Aretha Franklin, the multi-Grammy Award-winning singer who is the undisputed "Queen of Soul" died Thursday at age 76.
Publicist Gwendolyn Quinn told The Associated Press through a family statement that Franklin passed Thursday at 9:50 a.m. at her home in Detroit. The statement said "Franklin's official cause of death was due to advance pancreatic cancer of the neuroendocrine type, which was confirmed by Franklin's oncologist, Dr. Philip Phillips of Karmanos Cancer Institute" in Detroit.
The family added: "In one of the darkest moments of our lives, we are not able to find the appropriate words to express the pain in our heart. We have lost the matriarch and rock of our family. The love she had for her children, grandchildren, nieces, nephews, and cousins knew no bounds."
The statement continued:
"We have been deeply touched by the incredible outpouring of love and support we have received from close friends, supporters and fans all around the world. Thank you for your compassion and prayers. We have felt your love for Aretha and it brings us comfort to know that her legacy will live on.
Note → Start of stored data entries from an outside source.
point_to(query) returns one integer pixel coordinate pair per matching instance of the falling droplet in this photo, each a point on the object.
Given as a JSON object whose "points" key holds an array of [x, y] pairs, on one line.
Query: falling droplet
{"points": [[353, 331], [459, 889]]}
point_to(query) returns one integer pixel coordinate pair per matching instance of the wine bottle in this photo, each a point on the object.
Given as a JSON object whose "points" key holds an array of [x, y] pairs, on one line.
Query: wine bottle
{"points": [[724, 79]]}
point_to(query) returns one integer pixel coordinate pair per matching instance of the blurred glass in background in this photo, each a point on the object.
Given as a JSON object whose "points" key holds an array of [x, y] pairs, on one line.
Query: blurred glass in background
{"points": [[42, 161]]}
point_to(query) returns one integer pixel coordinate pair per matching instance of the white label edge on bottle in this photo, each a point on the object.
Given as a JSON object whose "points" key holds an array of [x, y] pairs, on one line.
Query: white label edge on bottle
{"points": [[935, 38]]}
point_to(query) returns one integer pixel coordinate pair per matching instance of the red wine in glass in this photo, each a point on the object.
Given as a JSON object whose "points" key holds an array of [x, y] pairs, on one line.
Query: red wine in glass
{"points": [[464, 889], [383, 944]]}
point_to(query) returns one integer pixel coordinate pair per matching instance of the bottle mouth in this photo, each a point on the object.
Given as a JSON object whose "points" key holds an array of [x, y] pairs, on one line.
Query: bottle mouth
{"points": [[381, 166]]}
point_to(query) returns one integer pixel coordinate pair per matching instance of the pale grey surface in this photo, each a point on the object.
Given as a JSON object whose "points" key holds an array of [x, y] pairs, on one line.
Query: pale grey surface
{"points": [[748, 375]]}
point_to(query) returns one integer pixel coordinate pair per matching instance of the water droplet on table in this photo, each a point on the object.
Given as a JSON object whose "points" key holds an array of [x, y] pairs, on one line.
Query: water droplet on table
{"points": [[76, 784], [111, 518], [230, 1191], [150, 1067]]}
As we grieve, we ask that you respect our privacy during this difficult time."
Funeral arrangements will be announced in the coming days.
Franklin was born in Memphis, Tenn., on March 25, 1942.
Franklin's classic hits include “(You Make Me Feel Like) A Natural Woman,” “Chain Of Fools,” “Think,” and “Respect." Her popularity stayed strong with “Freeway Of Love,” and the George Michael duet “I Knew You Were Waiting (For Me)."
She won 18 Grammy awards including a lifetime achievement award. Five of her songs are in the Grammy Hall of Fame. She also was the first woman inducted into the Rock & Roll Hall of Fame.
When Rolling Stone Magazine listed its 100 greatest singers of all time in 2010, they put her No. 1.
"Aretha has everything — the power, the technique," Rolling Stone wrote. "She is honest with everything she says. Everything she's thinking or dealing with is all in the music, from 'Chain of Fools' to 'Respect' to her live performances."
She was also awarded the Presidential Medal of Freedom -- America's highest civilian honor -- in 2005 by President George W. Bush.